Normal bir ülkede yaşamadıklarını, bunun en açık göstergesinin de yaşanılan “yargı darbesi” olduğunu vurgulayan Gizem Özcan, “Bu, yargı içerisindeki bir kliğin Anayasa’yı rafa kaldırdığı bir yargı darbesidir. Önce 25 Ekim tarihinde Anayasa Mahkemesi Hatay Milletvekili Can Atalay hakkında hak ihlali kararı verip hemen tahliyesini istedi. Bu esnada Adalet Bakanı Tunç, ‘Anayasa Mahkemesi bu kararıyla, yorum farkıyla Anayasa’yı değiştirmiş gibi oluyor. Anayasa Mahkemesinin Anayasa’yı değiştirme yetkisi var mı?’ diyerek adeta yargıya talimat verdi. Ardından Yargıtay 3. Ceza Dairesi sadece Anayasa Mahkemesi’nin ihlal kararına uyulmamasını hükmetmekle kalmadı, 9 Anayasa Mahkemesi üyesi hakkında suç duyurusunda bulundu. Bu durum trajikomik bir karardır, çünkü Anayasa Mahkemesi üyelerini ancak 10 Anayasa Mahkemesi üyesi yargılayabilir. Toplam 15 Anayasa Mahkemesi üyesi olduğunu düşününce geriye kalan 6 üyenin 9 üyeyi yargılaması da mümkün değildir. Peki, bunu Yargıtay hâkimleri bilmiyor mu? Elbette biliyor” diye konuştu.
“AMAÇ ANAYASA VE YASA DEĞİŞİKLİĞİ İÇİN YARGIDA KRİZ YARATMAKTIR”
Anayasa ve yasa değişikliği için yargıda kriz yaratmanın amaçlandığını ifade eden Özcan, sözlerini şu şekilde sürdürdü; “Anlıyoruz ki saraydan gelen talimat da budur. Nasıl mı? Sayın Erdoğan Anayasa Mahkemesinin kararına karşı Yargıtay ‘Sen yüksek mahkemeysen ben de yüksek mahkemeyim.’ diyerek açıkça Yargıtay’ı sahiplenmiştir. Evet, en yüksek dereceli yargı organları arasında üstünlük sıralaması yoktur. Üstün olan sadece Anayasa’dır. Ancak, Anayasa Mahkemesi’nin ihlal kararının bağlayıcı olduğunu ve ceza mahkemeleri tarafından yerine getirileceğini söyleyen kanunumuz, 6216 sayılı Kanun var. Fakat Yargıtay’ın veya diğer mahkemelerin Anayasa Mahkemesi kararına uymayabileceğini söyleyen bir kanuni hüküm yok.”
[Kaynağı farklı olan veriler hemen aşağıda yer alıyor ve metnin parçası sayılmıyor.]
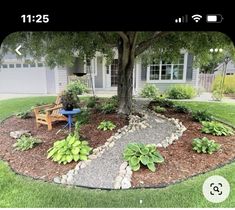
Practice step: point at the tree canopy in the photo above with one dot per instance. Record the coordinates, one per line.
(61, 48)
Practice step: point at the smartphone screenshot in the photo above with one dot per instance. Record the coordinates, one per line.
(117, 107)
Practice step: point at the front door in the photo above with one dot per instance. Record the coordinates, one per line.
(114, 73)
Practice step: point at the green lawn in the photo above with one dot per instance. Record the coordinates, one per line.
(19, 191)
(225, 111)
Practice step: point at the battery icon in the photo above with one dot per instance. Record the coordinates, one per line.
(216, 18)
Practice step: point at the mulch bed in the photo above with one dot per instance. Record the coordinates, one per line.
(181, 161)
(34, 162)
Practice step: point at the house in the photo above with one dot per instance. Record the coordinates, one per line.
(230, 70)
(18, 76)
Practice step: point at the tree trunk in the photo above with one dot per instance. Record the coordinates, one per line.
(126, 60)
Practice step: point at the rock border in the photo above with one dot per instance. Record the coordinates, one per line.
(123, 180)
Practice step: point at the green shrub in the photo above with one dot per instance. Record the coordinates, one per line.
(149, 91)
(24, 114)
(77, 87)
(110, 105)
(181, 109)
(106, 125)
(69, 149)
(163, 102)
(205, 145)
(83, 117)
(26, 142)
(216, 95)
(216, 128)
(202, 116)
(159, 109)
(137, 154)
(229, 84)
(92, 101)
(181, 92)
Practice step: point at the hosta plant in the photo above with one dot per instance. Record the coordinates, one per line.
(106, 125)
(204, 145)
(69, 149)
(26, 142)
(138, 153)
(181, 109)
(203, 115)
(159, 109)
(216, 129)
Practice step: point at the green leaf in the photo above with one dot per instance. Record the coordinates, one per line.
(134, 160)
(76, 157)
(75, 151)
(69, 158)
(133, 146)
(135, 167)
(144, 159)
(144, 151)
(151, 167)
(83, 157)
(129, 152)
(84, 151)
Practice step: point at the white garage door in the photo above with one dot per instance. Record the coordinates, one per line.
(23, 80)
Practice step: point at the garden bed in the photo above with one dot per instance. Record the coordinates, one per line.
(34, 162)
(181, 161)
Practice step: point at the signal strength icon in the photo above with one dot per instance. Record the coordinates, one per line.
(183, 19)
(196, 18)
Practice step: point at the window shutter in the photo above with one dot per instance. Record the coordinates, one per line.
(189, 74)
(143, 72)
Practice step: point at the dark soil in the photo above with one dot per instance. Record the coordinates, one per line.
(34, 162)
(181, 161)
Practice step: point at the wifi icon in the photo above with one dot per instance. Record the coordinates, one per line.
(196, 18)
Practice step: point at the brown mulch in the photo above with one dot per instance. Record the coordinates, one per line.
(34, 162)
(181, 161)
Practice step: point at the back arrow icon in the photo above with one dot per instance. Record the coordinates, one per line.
(17, 50)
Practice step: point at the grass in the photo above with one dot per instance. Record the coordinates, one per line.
(225, 111)
(19, 191)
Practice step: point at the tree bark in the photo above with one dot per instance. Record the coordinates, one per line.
(126, 58)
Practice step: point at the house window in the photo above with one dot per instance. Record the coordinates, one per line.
(33, 65)
(165, 71)
(154, 72)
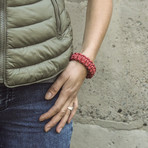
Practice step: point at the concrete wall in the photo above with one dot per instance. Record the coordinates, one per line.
(113, 105)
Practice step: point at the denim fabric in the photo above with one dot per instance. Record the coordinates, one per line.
(20, 109)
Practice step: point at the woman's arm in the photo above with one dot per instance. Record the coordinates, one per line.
(71, 79)
(98, 16)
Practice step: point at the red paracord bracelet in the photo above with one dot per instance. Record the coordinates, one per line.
(91, 69)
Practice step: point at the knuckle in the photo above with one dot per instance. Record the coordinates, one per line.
(54, 89)
(56, 108)
(76, 106)
(52, 123)
(62, 112)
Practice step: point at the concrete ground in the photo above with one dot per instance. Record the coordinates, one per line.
(113, 105)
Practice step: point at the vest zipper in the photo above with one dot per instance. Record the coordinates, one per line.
(2, 37)
(57, 16)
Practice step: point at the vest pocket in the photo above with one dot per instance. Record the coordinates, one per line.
(57, 17)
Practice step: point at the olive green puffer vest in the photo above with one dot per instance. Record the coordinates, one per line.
(35, 40)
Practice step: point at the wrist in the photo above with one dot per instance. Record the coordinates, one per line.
(88, 63)
(89, 55)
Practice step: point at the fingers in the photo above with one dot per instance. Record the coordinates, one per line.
(57, 117)
(55, 87)
(60, 102)
(73, 112)
(64, 119)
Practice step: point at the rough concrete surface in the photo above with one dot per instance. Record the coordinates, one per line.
(117, 96)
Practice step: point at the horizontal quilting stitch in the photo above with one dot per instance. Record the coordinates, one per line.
(11, 3)
(28, 15)
(19, 61)
(30, 65)
(26, 36)
(54, 37)
(42, 21)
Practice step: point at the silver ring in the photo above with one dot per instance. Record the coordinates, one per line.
(70, 107)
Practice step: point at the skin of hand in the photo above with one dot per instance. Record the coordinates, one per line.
(70, 80)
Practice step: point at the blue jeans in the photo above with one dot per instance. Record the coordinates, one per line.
(20, 109)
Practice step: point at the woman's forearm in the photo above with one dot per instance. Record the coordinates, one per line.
(98, 16)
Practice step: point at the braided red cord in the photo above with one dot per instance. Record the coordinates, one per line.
(91, 69)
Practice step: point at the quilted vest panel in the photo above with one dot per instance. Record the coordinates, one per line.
(36, 40)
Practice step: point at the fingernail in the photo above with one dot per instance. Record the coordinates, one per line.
(60, 130)
(48, 96)
(47, 129)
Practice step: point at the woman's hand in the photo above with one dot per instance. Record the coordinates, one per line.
(70, 80)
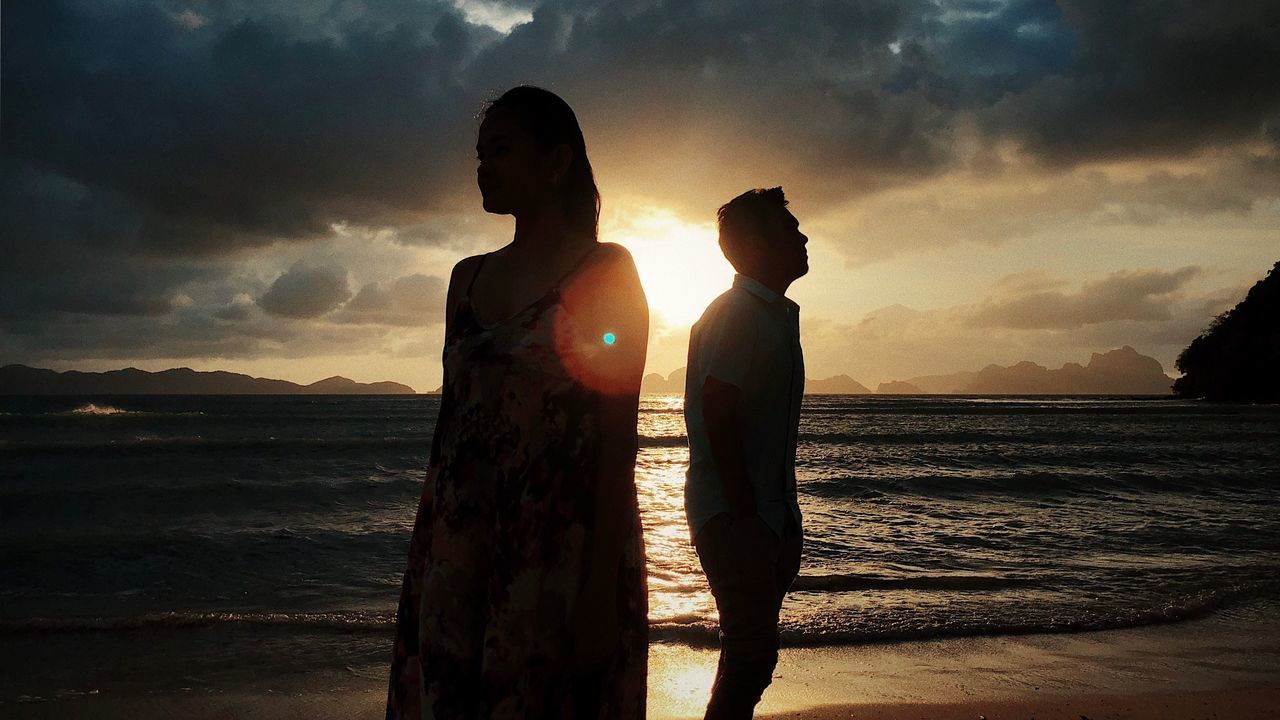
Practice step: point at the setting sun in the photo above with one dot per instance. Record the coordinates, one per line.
(680, 264)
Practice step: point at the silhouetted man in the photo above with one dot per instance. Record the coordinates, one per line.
(743, 392)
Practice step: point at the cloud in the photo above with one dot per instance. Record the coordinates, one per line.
(306, 292)
(1137, 295)
(154, 150)
(411, 300)
(1156, 311)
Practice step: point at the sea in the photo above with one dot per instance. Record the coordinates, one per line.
(178, 542)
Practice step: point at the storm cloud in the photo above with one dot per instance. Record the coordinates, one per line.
(151, 151)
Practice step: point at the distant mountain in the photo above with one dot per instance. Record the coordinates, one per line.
(835, 384)
(1238, 356)
(675, 384)
(21, 379)
(1119, 372)
(942, 384)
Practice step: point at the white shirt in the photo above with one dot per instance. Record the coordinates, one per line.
(748, 337)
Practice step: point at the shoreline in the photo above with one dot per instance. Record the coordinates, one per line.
(1224, 666)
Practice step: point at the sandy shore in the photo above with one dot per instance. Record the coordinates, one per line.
(1223, 668)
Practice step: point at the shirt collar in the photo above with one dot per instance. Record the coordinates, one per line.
(757, 288)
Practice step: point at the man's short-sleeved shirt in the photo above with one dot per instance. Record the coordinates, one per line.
(748, 337)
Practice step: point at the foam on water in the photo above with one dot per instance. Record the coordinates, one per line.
(924, 516)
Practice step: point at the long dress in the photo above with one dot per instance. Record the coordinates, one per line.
(498, 546)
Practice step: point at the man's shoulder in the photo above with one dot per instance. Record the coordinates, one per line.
(734, 302)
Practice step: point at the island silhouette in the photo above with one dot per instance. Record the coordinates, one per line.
(1123, 370)
(22, 379)
(1238, 356)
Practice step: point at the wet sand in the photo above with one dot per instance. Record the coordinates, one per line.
(1226, 666)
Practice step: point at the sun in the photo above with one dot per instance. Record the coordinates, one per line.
(680, 264)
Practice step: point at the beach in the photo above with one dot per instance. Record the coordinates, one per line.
(964, 557)
(1225, 666)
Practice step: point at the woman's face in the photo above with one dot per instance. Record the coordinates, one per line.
(513, 171)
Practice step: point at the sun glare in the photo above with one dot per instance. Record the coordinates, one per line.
(680, 264)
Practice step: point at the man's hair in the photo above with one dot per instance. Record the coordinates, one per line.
(750, 213)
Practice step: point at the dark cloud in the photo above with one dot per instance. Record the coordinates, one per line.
(1138, 295)
(242, 130)
(306, 292)
(1151, 78)
(412, 300)
(149, 147)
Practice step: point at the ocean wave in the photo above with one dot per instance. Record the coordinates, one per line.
(91, 409)
(685, 629)
(343, 620)
(1029, 483)
(147, 442)
(849, 583)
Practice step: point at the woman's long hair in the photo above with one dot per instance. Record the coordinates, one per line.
(552, 122)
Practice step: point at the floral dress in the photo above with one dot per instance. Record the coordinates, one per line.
(502, 532)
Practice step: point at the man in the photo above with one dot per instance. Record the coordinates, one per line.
(743, 393)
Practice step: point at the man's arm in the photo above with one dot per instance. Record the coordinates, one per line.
(725, 436)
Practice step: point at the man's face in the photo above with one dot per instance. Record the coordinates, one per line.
(785, 246)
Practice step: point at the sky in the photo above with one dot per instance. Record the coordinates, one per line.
(282, 187)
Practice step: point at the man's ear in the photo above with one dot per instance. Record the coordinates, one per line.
(561, 158)
(753, 247)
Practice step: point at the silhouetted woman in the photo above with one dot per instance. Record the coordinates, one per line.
(525, 591)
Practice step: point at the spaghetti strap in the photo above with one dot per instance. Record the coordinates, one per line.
(475, 274)
(574, 268)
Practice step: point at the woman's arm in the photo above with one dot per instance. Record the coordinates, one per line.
(609, 306)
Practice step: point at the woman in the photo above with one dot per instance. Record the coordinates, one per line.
(525, 591)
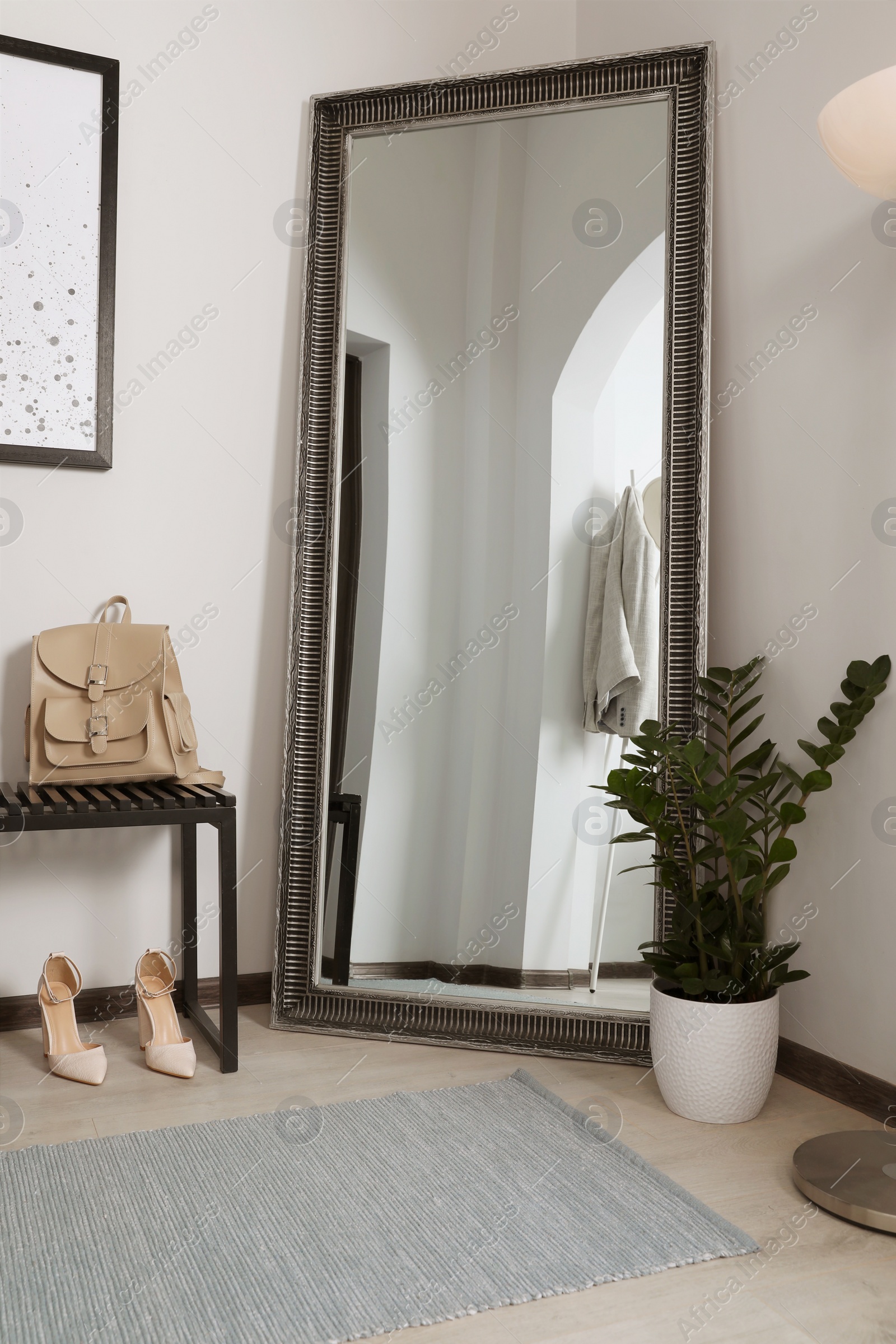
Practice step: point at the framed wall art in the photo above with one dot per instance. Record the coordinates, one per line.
(58, 179)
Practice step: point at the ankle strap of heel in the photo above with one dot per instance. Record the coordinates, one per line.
(45, 980)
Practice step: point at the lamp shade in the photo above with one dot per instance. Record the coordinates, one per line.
(857, 128)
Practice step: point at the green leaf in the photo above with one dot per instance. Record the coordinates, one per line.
(695, 752)
(782, 851)
(880, 669)
(757, 758)
(859, 674)
(837, 733)
(730, 827)
(809, 748)
(789, 773)
(792, 814)
(851, 716)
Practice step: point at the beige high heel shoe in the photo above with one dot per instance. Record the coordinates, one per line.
(62, 1046)
(160, 1037)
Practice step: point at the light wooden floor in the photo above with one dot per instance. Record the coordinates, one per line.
(836, 1282)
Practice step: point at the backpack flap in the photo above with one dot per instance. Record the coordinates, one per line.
(135, 652)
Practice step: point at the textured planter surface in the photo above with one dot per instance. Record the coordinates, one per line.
(713, 1062)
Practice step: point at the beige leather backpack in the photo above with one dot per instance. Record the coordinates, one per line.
(108, 706)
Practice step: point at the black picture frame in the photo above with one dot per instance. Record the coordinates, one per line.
(683, 76)
(100, 459)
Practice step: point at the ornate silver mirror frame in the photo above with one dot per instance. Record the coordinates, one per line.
(683, 76)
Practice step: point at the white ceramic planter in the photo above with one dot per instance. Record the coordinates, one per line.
(713, 1062)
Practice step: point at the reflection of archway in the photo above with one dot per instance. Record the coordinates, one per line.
(563, 872)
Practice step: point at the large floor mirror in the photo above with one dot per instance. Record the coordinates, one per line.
(500, 562)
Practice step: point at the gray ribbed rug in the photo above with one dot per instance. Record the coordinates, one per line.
(334, 1224)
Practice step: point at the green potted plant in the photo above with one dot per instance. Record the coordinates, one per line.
(719, 814)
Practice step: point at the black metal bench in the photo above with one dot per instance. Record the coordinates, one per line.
(96, 807)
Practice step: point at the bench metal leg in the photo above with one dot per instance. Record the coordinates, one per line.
(227, 899)
(223, 1039)
(189, 913)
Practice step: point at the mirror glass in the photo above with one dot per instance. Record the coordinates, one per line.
(50, 167)
(496, 632)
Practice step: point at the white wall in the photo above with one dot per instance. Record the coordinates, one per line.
(801, 459)
(210, 151)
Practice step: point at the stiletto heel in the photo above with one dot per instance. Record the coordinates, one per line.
(167, 1050)
(69, 1057)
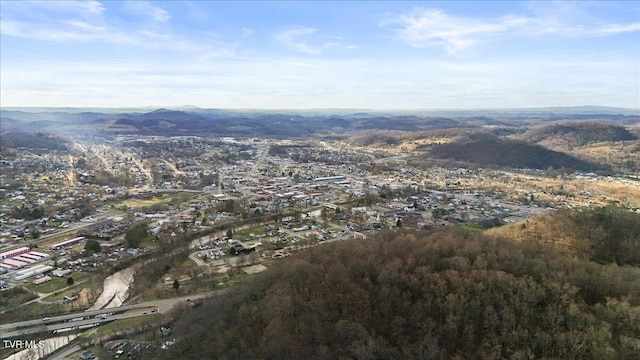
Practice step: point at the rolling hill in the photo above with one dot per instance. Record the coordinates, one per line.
(489, 150)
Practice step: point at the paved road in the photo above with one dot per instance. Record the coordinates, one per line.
(58, 322)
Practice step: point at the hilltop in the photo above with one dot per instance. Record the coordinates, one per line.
(573, 134)
(489, 150)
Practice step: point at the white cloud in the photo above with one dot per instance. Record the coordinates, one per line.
(146, 8)
(291, 38)
(436, 28)
(427, 28)
(247, 32)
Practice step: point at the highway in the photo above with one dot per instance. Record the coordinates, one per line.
(123, 312)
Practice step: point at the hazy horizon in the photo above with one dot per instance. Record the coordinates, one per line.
(320, 55)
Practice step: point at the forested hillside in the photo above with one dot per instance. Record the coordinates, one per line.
(509, 153)
(605, 235)
(431, 295)
(569, 135)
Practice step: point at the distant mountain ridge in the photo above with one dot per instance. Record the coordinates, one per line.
(578, 133)
(489, 150)
(217, 122)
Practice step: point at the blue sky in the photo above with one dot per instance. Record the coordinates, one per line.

“ANAYASA’YI YOK SAYARAK YARATTIĞINIZ ADALETSİZLİKLERİN ÜSTÜNÜ ÖRTEMEZSİNİZ”
Meselenin açık ve net olduğunu, Cumhurbaşkanı Erdoğan’ın başka bir açıklamasında da “Mevcut Anayasa’mız ve yasalarımız bu konuda yetersiz kalmaktadır” dediğini hatırlatan Özcan, “Adalet Bakanı da ‘Bu kriz ancak yeni bir anayasayla çözülebilir’ diye ekledi. İktidar yargı darbesiyle gitmek istediği yolu da ortaya koymuş oldu. Şimdiden söylemeliyiz ki bizim nezdimizde Anayasa’yı rafa kaldıranların yeni anayasa yapma ehliyeti yoktur. Barometreyi bozarak kötü hava şartlarından kurtulamazsınız. Anayasa’yı yok sayarak yaratığınız adaletsizliklerin üstünü örtemezsiniz. Bugün gençlere ve ailelere verebileceğimiz en değerli şey hukuki güvenliğin, toplumsal barışın ve hukuki öngörülebilirliğin sağlanmasıdır. Bunun için de Anayasa’ya sahip çıkmak başlıca görevimizdir” diyerek sözlerini tamamladı.